In a compositional/concatenative language, the reduction operation
becomes simpler compared to lambda reduction, due to the absence of
variable names.  Other than that, the principles are the same:
anything done in Coma can be extended to expression languages with
formal parameters with a few extra substitution rules.

What I am interested in is to see in what way this can be applied to
higher order programming.  Currently Coma is used mainly to support
Forth (a first order language), using a simple extension that allows
the implementation of Forth's structured programming on top of
conditional and unconditional jumps.

Alternatively, a more Joy-like language can be constructed on top of
Coma, where all control flow is built on top of recursion and the
'ifte combinator.

This is where I'm a bit in the dark.  It is possible to create
replacements for Forth's structured programming words by using higher
order combinators that perform partial evaluation on code quotations,
inlining them.  A construction like

     (a b c) (d e f) ifte

would essentially compile to Forth's

     if  a b c  else  d e f  then

There are two main problems with this approach. One is should 'ifte
have a semantics if it has arguments that cannot be evaluated at
compile time?  It doesn't seem too difficult to allow a run-time code
quotations to _exist_ at run time; they are just code pointers.
However, allowing them to be _constructed_ at run time (the analogy of
closures) requires some run-time memory management (either full GC or
linear memory).

Another problem is explicit recursion.  The main difficulty about PE
is when to stop.  It's not possible to unroll recursive definitions
completely since this provides an infinitely large program.  Wadler
talks about this in the orginal deforestation paper, where such
infinite expansions are caught by introducing run-time recursion of
newly generated functions.  An alternative approach (Bananas and
Lenses) is to solve the PE problem at a higher level: by identifying
(a limited set of) higher order combinators and deriving a set of
rules about how they combine, program manipulation is possible on that
higher level, instead of working with the mostly unstructured
recursion (goto!) in unfolded combinator bodies.  In Backus' FP, all
the combinators are fixed, and there is no composition mechanism for
combinators.
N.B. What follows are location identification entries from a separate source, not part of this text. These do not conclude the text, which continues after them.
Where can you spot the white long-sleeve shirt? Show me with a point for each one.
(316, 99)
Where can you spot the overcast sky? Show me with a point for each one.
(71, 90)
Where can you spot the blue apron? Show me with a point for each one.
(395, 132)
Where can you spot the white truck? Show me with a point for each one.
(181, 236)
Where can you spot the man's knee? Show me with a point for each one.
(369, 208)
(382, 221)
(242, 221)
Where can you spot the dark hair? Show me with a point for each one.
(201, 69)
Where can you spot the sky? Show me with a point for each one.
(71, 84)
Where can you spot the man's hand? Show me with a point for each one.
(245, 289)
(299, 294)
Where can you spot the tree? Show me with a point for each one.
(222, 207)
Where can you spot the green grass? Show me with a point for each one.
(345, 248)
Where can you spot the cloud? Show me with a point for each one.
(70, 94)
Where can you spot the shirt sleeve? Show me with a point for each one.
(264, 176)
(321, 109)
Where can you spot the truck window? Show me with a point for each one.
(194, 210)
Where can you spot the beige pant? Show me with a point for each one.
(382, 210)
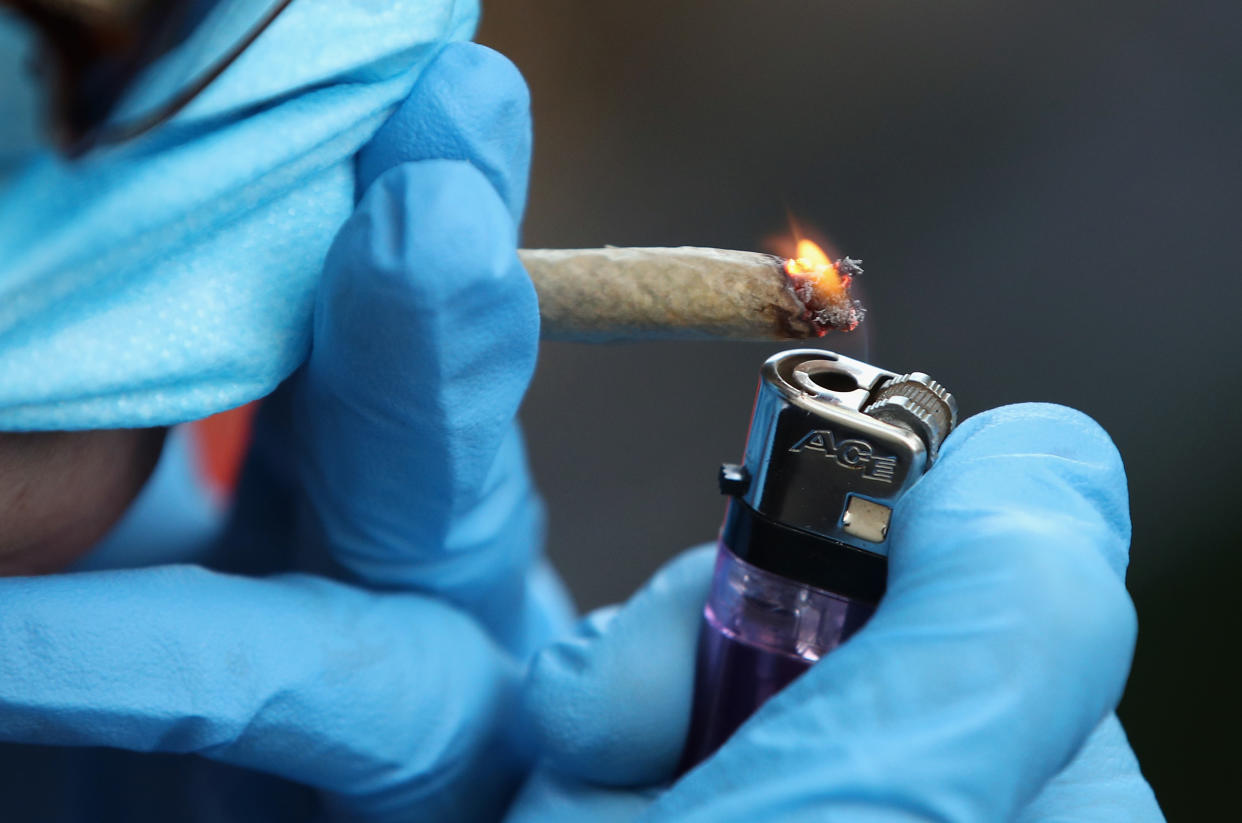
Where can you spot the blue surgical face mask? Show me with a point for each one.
(173, 277)
(19, 94)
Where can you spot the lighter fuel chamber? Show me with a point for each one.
(801, 565)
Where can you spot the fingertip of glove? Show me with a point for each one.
(1035, 428)
(471, 103)
(610, 704)
(1040, 459)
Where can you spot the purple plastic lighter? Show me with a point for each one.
(802, 555)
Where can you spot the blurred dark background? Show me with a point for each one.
(1047, 199)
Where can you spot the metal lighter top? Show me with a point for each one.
(834, 443)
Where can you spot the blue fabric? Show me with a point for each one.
(174, 277)
(353, 644)
(981, 690)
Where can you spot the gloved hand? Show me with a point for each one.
(981, 690)
(383, 687)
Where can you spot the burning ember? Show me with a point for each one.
(824, 287)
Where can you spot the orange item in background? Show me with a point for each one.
(220, 445)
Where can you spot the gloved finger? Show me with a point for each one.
(425, 335)
(1002, 642)
(393, 704)
(549, 796)
(581, 700)
(1102, 783)
(470, 104)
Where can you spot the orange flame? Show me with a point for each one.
(812, 266)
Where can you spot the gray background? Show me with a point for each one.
(1047, 200)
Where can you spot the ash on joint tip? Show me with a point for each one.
(829, 303)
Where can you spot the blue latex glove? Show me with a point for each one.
(391, 461)
(983, 689)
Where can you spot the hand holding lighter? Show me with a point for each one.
(802, 555)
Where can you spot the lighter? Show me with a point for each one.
(801, 564)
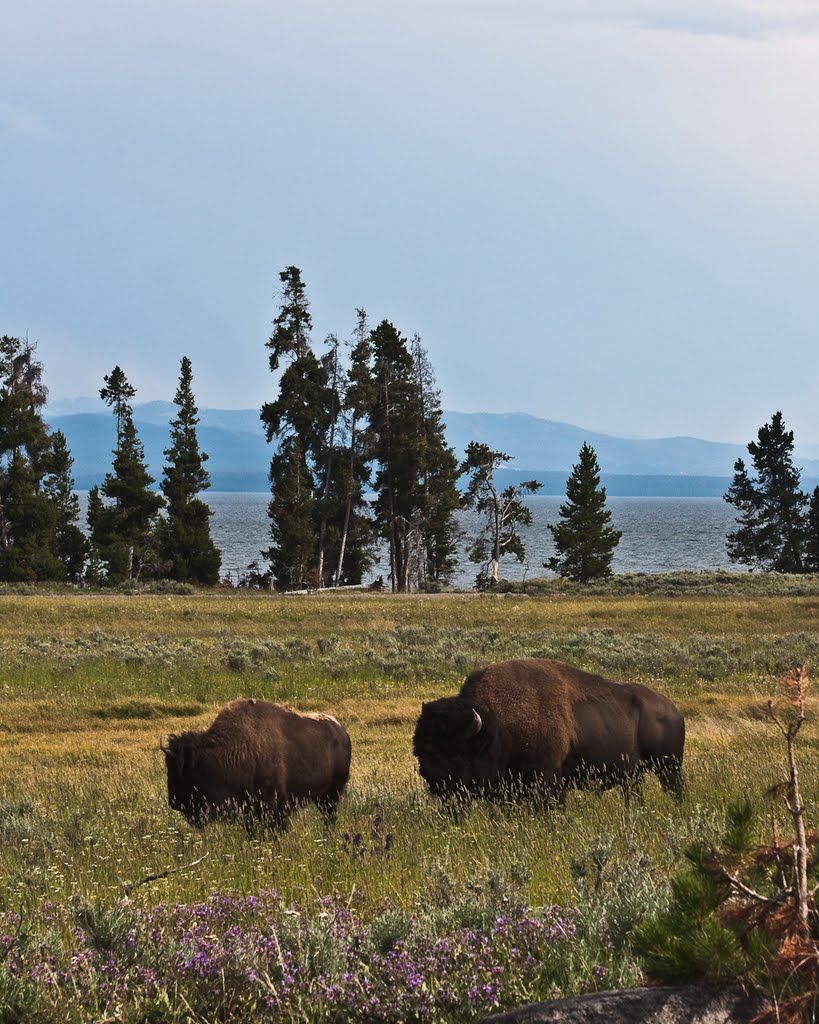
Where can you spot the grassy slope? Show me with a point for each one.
(89, 683)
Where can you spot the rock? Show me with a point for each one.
(662, 1005)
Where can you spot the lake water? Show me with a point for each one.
(659, 535)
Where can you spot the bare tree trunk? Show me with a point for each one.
(328, 470)
(348, 506)
(801, 846)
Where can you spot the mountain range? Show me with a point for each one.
(543, 450)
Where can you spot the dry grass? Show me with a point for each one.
(89, 683)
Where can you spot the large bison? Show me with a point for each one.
(540, 723)
(260, 760)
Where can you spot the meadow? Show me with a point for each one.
(398, 911)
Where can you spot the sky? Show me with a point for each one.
(603, 212)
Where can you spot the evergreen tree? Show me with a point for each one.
(584, 540)
(70, 543)
(186, 548)
(27, 516)
(771, 526)
(299, 421)
(125, 534)
(503, 511)
(811, 563)
(29, 555)
(118, 393)
(354, 525)
(397, 446)
(440, 497)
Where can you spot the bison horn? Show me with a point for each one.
(475, 725)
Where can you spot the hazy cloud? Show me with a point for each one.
(742, 18)
(24, 124)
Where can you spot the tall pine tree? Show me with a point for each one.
(125, 531)
(811, 562)
(187, 550)
(771, 525)
(28, 517)
(397, 451)
(503, 511)
(584, 540)
(440, 497)
(70, 544)
(298, 422)
(354, 525)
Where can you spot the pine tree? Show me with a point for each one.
(27, 516)
(125, 534)
(440, 497)
(397, 444)
(584, 540)
(811, 563)
(355, 540)
(771, 525)
(70, 543)
(118, 393)
(298, 420)
(503, 511)
(187, 549)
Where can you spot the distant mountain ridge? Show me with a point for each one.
(240, 456)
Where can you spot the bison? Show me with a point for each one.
(536, 723)
(258, 759)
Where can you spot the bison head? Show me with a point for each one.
(453, 743)
(186, 788)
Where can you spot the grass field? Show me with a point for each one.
(90, 682)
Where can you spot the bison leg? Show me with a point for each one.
(329, 806)
(632, 785)
(670, 773)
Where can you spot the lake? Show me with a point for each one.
(659, 535)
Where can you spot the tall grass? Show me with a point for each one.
(83, 811)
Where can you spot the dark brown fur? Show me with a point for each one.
(260, 759)
(548, 724)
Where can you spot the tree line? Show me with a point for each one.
(127, 538)
(359, 463)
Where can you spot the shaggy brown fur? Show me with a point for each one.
(258, 758)
(550, 724)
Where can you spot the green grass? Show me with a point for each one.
(89, 682)
(88, 691)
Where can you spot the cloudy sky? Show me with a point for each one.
(598, 211)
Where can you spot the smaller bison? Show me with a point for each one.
(260, 760)
(540, 723)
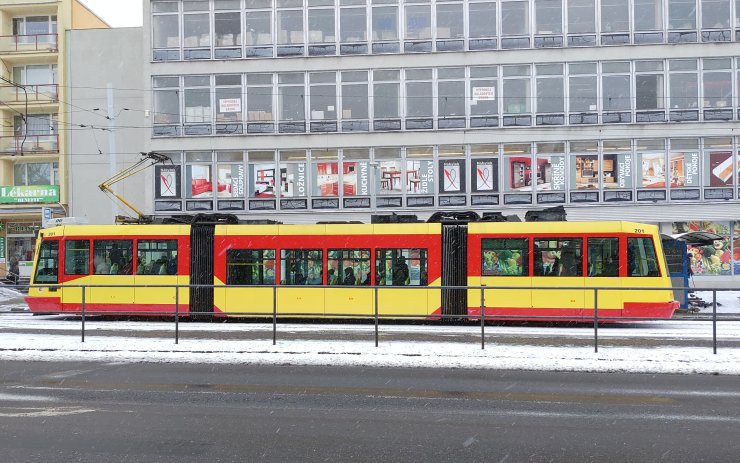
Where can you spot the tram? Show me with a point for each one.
(216, 266)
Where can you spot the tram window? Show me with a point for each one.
(156, 257)
(641, 258)
(113, 257)
(348, 267)
(505, 257)
(77, 257)
(401, 267)
(47, 267)
(301, 267)
(603, 257)
(558, 257)
(250, 267)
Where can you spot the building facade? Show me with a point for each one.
(303, 110)
(34, 115)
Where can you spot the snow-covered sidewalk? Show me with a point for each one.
(673, 347)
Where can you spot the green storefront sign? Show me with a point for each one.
(29, 194)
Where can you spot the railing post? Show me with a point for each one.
(482, 320)
(714, 320)
(83, 313)
(596, 319)
(274, 315)
(177, 314)
(375, 312)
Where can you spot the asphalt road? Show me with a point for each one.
(101, 412)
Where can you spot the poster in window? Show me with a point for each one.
(168, 182)
(231, 181)
(550, 173)
(355, 178)
(199, 179)
(712, 259)
(720, 168)
(617, 171)
(262, 183)
(293, 180)
(653, 170)
(486, 175)
(452, 175)
(684, 169)
(419, 177)
(326, 179)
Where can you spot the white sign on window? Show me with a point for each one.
(230, 105)
(484, 93)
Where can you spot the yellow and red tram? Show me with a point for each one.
(330, 269)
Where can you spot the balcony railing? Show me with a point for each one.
(28, 43)
(47, 93)
(32, 144)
According to Backus (Iverson?)  this would force
programmers to learn to use the available operators efficiently.

What I'd like to figure out is what set of data types + functional
forms would be good for certain classes of problems related to
resource constrainted programming.  How to reduce the space of
programs such that efficiency is guaranteed, but programs can still be
written in a high level declarative form.